# Brad Paisley Kemper tones



## Shredneck (Jul 24, 2012)

Just recently got a Kemper and loaded up some voxy profiles to see if I could get some convincing BP tones. Really enjoying the Kemper so far! Here's a solo off his new album. Some really great playing on the album.. check it out!


----------



## b-nads (Apr 9, 2010)

Sweet!


----------



## djmarcelca (Aug 2, 2012)

some fancy chicken pickn' there. 

Never did learn how to do that. It's on the list of stuff I should learn


----------



## Macki (Jun 14, 2010)

Awesome playing!


Sent from my iPhone using Tapatalk


----------



## cboutilier (Jan 12, 2016)

Great playing, as always. I gotta get out to see you play that Tele in person some day.


----------



## guitarman2 (Aug 25, 2006)

Shredneck said:


> Just recently got a Kemper and loaded up some voxy profiles to see if I could get some convincing BP tones.

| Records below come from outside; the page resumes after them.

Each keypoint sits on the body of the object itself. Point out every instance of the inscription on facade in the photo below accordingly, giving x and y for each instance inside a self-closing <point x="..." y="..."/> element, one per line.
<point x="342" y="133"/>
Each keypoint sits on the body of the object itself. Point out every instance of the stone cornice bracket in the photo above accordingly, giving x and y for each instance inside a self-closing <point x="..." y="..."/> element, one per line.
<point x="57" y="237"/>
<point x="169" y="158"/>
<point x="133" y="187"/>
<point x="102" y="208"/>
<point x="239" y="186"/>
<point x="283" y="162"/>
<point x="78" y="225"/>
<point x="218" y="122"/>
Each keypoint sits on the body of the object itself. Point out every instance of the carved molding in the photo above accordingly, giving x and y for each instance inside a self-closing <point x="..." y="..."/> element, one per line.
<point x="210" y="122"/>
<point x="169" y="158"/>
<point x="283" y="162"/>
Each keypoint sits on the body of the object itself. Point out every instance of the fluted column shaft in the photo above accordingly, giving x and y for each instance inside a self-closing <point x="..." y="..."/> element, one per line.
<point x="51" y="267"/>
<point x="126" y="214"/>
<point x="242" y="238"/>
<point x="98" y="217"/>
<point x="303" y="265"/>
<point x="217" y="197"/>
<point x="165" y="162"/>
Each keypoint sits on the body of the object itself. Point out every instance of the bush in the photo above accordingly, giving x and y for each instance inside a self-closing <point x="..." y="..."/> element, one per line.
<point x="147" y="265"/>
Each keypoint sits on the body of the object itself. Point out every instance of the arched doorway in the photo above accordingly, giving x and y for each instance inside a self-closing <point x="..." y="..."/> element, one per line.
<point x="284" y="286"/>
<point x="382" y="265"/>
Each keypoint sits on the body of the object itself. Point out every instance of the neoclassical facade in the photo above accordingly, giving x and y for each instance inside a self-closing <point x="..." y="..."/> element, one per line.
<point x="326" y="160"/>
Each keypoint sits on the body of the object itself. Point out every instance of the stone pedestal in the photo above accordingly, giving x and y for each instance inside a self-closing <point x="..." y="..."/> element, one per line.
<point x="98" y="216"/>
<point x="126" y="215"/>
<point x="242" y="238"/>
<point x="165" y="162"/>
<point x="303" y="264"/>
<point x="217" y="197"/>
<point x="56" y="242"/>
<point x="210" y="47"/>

Very convincing. Nice playing.


----------



## Marc LeBlanc (Feb 9, 2018)

Great playing indeed. I wish I could get my hands on a Kemper to try out. I live in the middle of nowhere and the only music store that sells it, don't stock it. I have to put down a deposit for them to bring it in. :-(


----------



## marcos (Jan 13, 2009)

Very nice !!!!


----------